Você está trabalhando com DV ou codecs de vídeo mais antigos e de repente percebe: a imagem parece que foi espremida ou esticada lateralmente. A culpa é quase sempre do pixel não quadrado — uma relíquia da era do vídeo analógico que ainda persiste em alguns formatos. Enquanto gráficos de computador são baseados em pixels quadrados (aspecto de pixel 1:1), muitos padrões de vídeo trabalham com pixels retangulares, cuja largura e altura diferem. PAL DV, por exemplo, usa 720×576 pixels com um aspecto de pixel de 64:45, NTSC DV calcula com 720×480 e 10:11. Isso leva a uma distorção — rostos parecem artificialmente largos ou estreitos, círculos se tornam elipses.
No set, você raramente percebe isso, porque o monitor já compensa a proporção. Na edição e em VFX, isso se torna crítico: se você importar material DV para uma timeline quadrada sem corrigir a proporção do pixel, obterá uma imagem distorcida. Qualquer NLE profissional — Premiere, Final Cut, Avid — tem configurações para isso: você simplesmente define o formato correto do material de origem e o software escala automaticamente os pixels para 1:1. No compositor (After Effects, Nuke), o mesmo acontece através de "Interpret Footage" ou funções semelhantes. Sem esse ajuste, você ficará preso mais tarde.

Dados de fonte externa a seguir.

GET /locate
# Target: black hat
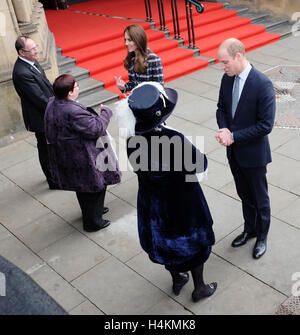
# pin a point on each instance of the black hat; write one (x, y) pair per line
(151, 105)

A dica prática: salve os valores de aspecto de pixel para seus formatos comuns. HDV precisa de 16:9, certas variantes de MiniDV 4:3 — documentar o que entra no projeto economiza horas de depuração. Ao digitalizar material mais antigo ou trabalhar com footage de arquivo, a primeira coisa que você verifica é a proporção do pixel. Formatos modernos (ProRes, DNxHD, H.264) trabalham quase exclusivamente com pixels quadrados, por isso o problema diminui. Mas em arquivos de documentários, pós-produção ou projetos de broadcast, você ainda tropeça regularmente nessa armadilha invisível.